Sorting out and mixing new together
Thorsten Hohage
thohage at objectmanufactur.com
Thu Apr 17 01:34:06 CDT 2008
Hi everbody,
I've got a really tough task here on my table and I asked myself what
might be the best strategy for doing it.
So what we're talking about:
I've had downloaded some table from a big system, need to clean up /
change / maintain one big textfield and then update the big system.
The table have about 120000 records and the max field length is 800+
chars.

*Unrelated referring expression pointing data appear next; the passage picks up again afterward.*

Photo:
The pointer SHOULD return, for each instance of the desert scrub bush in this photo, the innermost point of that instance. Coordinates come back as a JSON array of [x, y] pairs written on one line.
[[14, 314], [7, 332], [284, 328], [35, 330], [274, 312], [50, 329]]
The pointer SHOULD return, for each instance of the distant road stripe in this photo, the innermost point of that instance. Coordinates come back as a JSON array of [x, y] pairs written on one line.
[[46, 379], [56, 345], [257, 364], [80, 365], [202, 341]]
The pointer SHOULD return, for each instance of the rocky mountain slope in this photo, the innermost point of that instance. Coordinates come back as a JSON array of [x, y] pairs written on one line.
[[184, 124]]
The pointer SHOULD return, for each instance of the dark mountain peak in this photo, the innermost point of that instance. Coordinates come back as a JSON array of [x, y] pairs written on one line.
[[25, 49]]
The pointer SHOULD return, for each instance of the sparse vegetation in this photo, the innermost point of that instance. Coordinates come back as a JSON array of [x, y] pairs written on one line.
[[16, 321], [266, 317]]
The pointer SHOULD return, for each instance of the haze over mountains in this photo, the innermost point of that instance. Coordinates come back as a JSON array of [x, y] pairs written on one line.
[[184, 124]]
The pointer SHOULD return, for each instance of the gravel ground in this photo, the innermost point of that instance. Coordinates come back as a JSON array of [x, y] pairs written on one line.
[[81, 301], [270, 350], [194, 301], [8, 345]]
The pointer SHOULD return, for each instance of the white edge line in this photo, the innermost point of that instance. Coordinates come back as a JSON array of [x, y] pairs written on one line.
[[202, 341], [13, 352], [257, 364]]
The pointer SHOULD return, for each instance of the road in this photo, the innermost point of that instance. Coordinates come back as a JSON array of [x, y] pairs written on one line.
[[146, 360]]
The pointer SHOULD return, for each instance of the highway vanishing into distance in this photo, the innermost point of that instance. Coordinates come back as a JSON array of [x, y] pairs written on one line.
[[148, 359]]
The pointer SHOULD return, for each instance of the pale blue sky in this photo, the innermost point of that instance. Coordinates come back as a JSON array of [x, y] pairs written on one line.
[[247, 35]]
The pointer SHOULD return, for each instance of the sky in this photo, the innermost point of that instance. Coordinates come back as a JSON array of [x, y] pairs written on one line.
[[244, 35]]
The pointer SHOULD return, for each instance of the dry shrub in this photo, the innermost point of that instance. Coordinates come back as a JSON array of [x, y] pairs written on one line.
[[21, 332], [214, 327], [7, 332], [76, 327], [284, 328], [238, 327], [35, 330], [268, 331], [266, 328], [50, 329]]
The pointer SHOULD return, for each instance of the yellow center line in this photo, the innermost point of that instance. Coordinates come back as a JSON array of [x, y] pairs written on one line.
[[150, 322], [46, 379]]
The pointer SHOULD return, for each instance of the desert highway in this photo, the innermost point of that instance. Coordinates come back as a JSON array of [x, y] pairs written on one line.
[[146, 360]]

This field contains one or more phrases and a phrase contains
one or more words.
Some years ago two very bad things happened and was not obvious to the
customer.
1. They forget about the difference of a word (space) delimiter and a
phrase delimiter (comma) - now it's impossible to determine if a comma
is used for word or phrase delimiter.
2. Far more worse, they start editing the field manually :-0 - so it
contains not only phrases, but manually entered text
Now they compile (based on some old tabes) a new list of phrases that
should be used to fill the field, this table is about 1200 records.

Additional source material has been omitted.